Ce retour du thermomètre s'explique par un blocage anticyclonique qui s'installe dès la fin août, empêchant l'arrivée des perturbations. Cette configuration favorise la formation d'un dôme de chaleur, un phénomène qui emprisonne l'air chaud au sol sous la pression de l'anticyclone. La situation évolue nettement après une succession d'épisodes orageux observés fin août.

Les prévisions par ville donnent une idée de l'ampleur attendue le 5 septembre : Bordeaux pourrait approcher les 37 °C, Toulouse atteindrait 34 °C et Paris grimperait à 31 °C. Deux jours plus tard, le 7 septembre, Toulouse resterait sur des valeurs très élevées, autour de 36 °C.

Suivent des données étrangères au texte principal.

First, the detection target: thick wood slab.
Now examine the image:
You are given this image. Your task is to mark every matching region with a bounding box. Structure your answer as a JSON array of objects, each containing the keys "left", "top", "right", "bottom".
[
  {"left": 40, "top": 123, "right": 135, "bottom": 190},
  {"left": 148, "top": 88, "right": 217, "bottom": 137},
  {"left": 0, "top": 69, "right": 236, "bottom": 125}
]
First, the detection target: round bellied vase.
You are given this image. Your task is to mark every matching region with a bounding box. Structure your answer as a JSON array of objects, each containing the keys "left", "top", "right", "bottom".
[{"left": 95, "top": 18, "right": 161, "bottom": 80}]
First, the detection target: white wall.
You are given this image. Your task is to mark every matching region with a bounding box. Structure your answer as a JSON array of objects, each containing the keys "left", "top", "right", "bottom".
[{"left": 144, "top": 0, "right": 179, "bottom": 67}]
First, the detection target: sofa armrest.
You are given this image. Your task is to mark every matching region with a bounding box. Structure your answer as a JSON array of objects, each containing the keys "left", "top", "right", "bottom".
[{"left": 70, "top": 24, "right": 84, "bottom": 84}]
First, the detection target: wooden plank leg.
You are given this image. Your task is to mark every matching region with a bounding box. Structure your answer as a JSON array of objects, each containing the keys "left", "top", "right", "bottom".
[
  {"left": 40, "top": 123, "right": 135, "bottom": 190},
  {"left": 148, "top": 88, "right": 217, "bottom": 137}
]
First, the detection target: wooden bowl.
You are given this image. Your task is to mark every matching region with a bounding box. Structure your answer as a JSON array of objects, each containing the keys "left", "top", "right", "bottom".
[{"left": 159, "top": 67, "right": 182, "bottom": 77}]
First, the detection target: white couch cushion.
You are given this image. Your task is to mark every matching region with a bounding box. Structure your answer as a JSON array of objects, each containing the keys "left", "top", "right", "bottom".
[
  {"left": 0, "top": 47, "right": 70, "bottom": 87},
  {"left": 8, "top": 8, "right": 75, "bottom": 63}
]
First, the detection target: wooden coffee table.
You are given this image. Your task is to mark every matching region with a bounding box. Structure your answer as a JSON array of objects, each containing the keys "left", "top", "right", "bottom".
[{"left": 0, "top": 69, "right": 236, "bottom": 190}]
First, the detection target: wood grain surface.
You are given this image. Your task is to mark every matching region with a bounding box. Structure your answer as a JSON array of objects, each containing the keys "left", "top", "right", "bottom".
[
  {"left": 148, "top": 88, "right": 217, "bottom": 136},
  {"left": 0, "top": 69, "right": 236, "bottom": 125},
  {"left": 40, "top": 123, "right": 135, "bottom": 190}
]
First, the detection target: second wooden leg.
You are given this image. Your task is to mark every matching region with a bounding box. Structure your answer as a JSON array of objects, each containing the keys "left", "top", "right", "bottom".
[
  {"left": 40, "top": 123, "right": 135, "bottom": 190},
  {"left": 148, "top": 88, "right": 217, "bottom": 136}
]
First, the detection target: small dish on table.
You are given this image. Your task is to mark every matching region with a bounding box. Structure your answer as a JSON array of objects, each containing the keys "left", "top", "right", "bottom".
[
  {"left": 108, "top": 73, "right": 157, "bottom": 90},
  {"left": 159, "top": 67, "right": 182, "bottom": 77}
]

Avant même ce coup de chaud, la fin du mois d'août laissait déjà entrevoir la tendance. Jeudi 27 août, la moyenne relevée sur douze grandes villes atteignait 26,7 °C, avec Marseille en tête à 34 °C.

Une probabilité de 60 à 100 % selon Copernicus

Le service européen de surveillance climatique Copernicus chiffre le risque d'un mois de septembre plus chaud que la normale. Dans le nord-ouest de la France, cette probabilité grimpe entre 70 % et 100 %. Sur le reste du pays, elle se situe entre 60 % et 70 %.

Ces chiffres restent des scénarios probabilistes, pas une météo jour par jour. Au-delà de sept jours, les modèles deviennent nettement moins fiables. Un signal fort à douze ou treize jours indique une possibilité, sans garantir l'occurrence d'une canicule : une grande tendance peut très bien inclure des journées plus fraîches localement, ou un affaiblissement temporaire du dôme de chaleur.

Le consensus penche malgré tout vers un mois de septembre plus chaud que la norme pour la France et l'ensemble de l'Europe occidentale, avec ce retour marqué de la chaleur autour du 5 septembre et un risque d'épisode prolongé de très fortes chaleurs, notamment dans le sud-ouest.

Ce type de rebond tardif n'a rien d'inédit. Une canicule avait déjà frappé début septembre 2023, avec des températures atteignant 35 °C à Paris et jusqu'à 39 °C dans le sud du pays. Plus loin dans les archives, Météo-France rappelle un épisode exceptionnel entre le 12 et le 22 septembre 1987, avec des moyennes dépassant de 4 à 6 °C les normales saisonnières sur l'ensemble du territoire.

Face à ce risque, une vigilance sanitaire s'impose dès que les températures maximales dépassent 35 °C sur plusieurs jours, période durant laquelle le danger de déshydratation augmente fortement pour les personnes vulnérables.

Côté consommation, l'Agence de la transition écologique rappelle un réflexe simple : maintenir la climatisation au-dessus de 26 °C permet de diviser par trois la consommation électrique par rapport à une consigne réglée à 23 °C.